The American Civil Liberties Union wants to take religion out of the Los Angeles County seal. . . .

At issue is the seal designed by the late Supervisor Kenneth Hahn that contains a tiny cross symbolic of the Catholic missions that are so much a part of the county’s history.

In a letter to the supervisors, ACLU Executive Director Ramona Ripston says the cross is unconstitutional and has given them two weeks to act. . . .

In her letter to the supervisors, Ripston said that a 1957 letter to the California secretary of state describing the new seal clearly stated that the cross represented religion. But [Supervisor Mike] Antonovich said the cross was all about history.

“The cross on our county seal reflects these historical facts,” he said. “It does not mean that we are all Roman Catholic or that everyone who resides in our county is a Christian -— it only reflects our historical roots.”

Here’s the offending seal (thanks to How Appealing for the pointer):

The most prominent item is The Goddess Pomona – the goddess of gardens and fruit trees (just to make it clear, there’s no suggestion that the seal somehow endorses her). “The cross represents the influence of the church and the missions of California,” the city’s Web page says.

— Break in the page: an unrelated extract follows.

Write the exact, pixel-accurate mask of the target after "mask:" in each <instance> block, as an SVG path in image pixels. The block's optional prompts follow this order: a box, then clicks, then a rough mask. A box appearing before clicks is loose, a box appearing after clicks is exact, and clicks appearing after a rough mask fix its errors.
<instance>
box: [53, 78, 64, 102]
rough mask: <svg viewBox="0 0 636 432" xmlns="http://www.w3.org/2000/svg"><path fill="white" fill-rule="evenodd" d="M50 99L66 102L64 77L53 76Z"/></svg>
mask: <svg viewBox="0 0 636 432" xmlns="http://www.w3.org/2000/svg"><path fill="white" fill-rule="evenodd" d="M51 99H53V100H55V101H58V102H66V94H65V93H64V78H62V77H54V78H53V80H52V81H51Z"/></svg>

And whatever might have been said in 1957, it seems to me that in context the reasonable, well-informed observer will indeed see the cross as a historical referent, rather than as an endorsement of religion (which is the Establishment Clause test). Part of the context is just what’s on the seal itself. Look, the cross is right below the oil derricks (though people have accused Angelenos of worshipping the car) and smaller than the pagan goddess.

But the rest of the context is that this is Los Angeles. Los Angeles. Original name (translated from Spanish): The Town of Our Lady the Queen of Angels. (That’s the deep link between L.A. and Notre Dame.) The state’s capital: Sacramento.

Religion is a fundamental part of California history, as it is part of the history of the country as a whole. There should be no constitutional obligation to extirpate all historical religious references from American public life. Even if the Court is right that government endorsement of religion is unconstitutional, courts must distinguish references that will be seen as endorsing religions from references that simply recognize religion’s role in American history — and the seal seems to me to be well on the side of history, not endorsement.

Or what will be next? Rename Santa Fe? Providence, Rhode Island? Corpus Christi? The Sangre de Cristo Mountains?